A cachorra abaixou as patas e olhou para o portão. Sorriu. Olhou para Ti-Jean. Chorou com sons finos, quase inaudíveis. Abaixou a cabeça. Ele pediu que ela continuasse ao lado dele, mas a mulher voltou a chamar. Ritá parou.

A mulher e o homem se olharam. A cadela, preta como um pedaço de noite sem lua, voltou para perto de Ti-Jean e cheirou tudo, com a alegria ávida e tresloucada dos reencontros súbitos que não servem para nada, que não aliviam a saudade nem a pena da separação. Então, latiu alto, com raiva, maldade e dor.

Correu de volta pela rua até reaparecer no quintal, atrás do portão. Sem tirar os olhos de Ti-Jean, viu quando ele se afastou e começou a ir embora. Ela lambeu a mão da mulher e, mais uma vez, com ansiedade, correu para fora. Ele acelerou o passo, como quem foge, e ela acompanhou Ti-Jean. E chegaram na curva, onde a estrada estreita se sombreava com as copas das árvores mansas.

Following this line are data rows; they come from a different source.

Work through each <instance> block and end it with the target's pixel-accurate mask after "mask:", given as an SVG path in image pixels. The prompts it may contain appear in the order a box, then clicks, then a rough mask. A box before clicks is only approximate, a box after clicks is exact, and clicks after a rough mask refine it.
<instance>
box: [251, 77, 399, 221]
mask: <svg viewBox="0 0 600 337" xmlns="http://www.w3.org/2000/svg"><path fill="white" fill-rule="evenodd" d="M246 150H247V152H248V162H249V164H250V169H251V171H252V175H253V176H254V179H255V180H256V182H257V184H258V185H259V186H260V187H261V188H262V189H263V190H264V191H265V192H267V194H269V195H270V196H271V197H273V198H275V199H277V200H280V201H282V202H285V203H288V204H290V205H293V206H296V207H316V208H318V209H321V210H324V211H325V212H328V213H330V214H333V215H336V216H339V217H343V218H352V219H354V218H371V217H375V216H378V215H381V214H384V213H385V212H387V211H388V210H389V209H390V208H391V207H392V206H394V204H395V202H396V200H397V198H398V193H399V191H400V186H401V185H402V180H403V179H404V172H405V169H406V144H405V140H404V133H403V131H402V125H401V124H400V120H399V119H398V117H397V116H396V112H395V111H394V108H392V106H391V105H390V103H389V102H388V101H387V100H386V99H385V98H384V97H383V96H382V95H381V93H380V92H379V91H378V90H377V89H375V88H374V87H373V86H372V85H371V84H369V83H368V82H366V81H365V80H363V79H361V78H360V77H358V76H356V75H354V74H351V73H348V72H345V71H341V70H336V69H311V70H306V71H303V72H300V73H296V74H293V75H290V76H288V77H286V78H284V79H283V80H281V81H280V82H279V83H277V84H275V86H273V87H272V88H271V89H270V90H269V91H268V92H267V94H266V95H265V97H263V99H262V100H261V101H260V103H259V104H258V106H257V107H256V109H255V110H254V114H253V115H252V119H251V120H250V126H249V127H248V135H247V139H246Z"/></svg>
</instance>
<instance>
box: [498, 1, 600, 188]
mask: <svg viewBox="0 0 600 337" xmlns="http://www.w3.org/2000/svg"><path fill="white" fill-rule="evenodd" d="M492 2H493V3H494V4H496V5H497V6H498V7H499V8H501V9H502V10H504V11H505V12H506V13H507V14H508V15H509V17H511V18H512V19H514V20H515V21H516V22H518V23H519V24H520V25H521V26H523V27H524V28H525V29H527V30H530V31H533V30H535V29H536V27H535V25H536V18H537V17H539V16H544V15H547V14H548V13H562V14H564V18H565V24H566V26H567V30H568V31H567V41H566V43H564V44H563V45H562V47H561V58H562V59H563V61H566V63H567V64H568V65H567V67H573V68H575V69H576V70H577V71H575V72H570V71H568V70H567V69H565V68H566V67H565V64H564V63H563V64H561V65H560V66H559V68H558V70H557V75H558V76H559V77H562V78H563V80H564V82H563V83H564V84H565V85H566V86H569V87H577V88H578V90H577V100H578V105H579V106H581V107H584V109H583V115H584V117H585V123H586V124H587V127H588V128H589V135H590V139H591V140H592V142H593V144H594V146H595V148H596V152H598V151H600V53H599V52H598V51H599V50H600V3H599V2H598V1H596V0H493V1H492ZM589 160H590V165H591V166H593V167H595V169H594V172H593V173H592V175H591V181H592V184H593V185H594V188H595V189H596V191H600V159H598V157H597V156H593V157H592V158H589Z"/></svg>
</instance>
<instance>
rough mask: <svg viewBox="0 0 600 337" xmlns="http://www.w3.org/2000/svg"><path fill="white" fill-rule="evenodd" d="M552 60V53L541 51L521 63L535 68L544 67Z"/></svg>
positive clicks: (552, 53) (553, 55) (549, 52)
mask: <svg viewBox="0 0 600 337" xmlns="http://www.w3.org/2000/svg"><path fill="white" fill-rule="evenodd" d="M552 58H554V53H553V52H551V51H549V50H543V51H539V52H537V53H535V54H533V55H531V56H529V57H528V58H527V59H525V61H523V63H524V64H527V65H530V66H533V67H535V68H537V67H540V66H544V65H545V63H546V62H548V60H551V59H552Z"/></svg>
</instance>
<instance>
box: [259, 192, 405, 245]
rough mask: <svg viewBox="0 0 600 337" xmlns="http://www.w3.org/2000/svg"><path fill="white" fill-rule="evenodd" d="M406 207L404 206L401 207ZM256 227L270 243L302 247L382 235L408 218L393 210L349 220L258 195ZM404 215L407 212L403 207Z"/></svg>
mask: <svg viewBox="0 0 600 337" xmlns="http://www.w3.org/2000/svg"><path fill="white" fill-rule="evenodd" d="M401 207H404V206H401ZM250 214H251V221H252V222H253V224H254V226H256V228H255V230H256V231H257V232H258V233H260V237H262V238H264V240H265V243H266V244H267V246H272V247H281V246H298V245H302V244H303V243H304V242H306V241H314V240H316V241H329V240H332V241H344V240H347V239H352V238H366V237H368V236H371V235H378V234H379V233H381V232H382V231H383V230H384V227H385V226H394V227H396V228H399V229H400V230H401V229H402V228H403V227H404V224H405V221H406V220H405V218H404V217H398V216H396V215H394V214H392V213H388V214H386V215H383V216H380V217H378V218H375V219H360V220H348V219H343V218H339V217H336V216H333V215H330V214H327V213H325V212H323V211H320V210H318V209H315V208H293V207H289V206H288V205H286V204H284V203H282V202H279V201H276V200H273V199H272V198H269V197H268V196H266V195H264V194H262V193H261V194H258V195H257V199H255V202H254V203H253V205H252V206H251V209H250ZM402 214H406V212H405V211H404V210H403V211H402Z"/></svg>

Ela parou e ficou sentada. Queria só ver Ti-Jean mais um pouco e esperava que ele desaparecesse das vistas dela. Ele, antes de sumir, ainda se virou para trás e pediu, sem dizer nada. Ela não se moveu. Ti-Jean olhou para a frente, como um homem traído, incapaz de contar o que sente e o que dói. Quis ficar, quis falar, mas foi embora.

Ela latiu e os latidos, debaixo das árvores de grandes copas, falavam dos olhos azuis dele, que não esqueceria nunca. Tremeu o focinho, guardou para sempre o cheiro de Ti-Jean e, sem querer deixar dúvida sobre a façanha de ser feliz após cada traição, voltou para casa.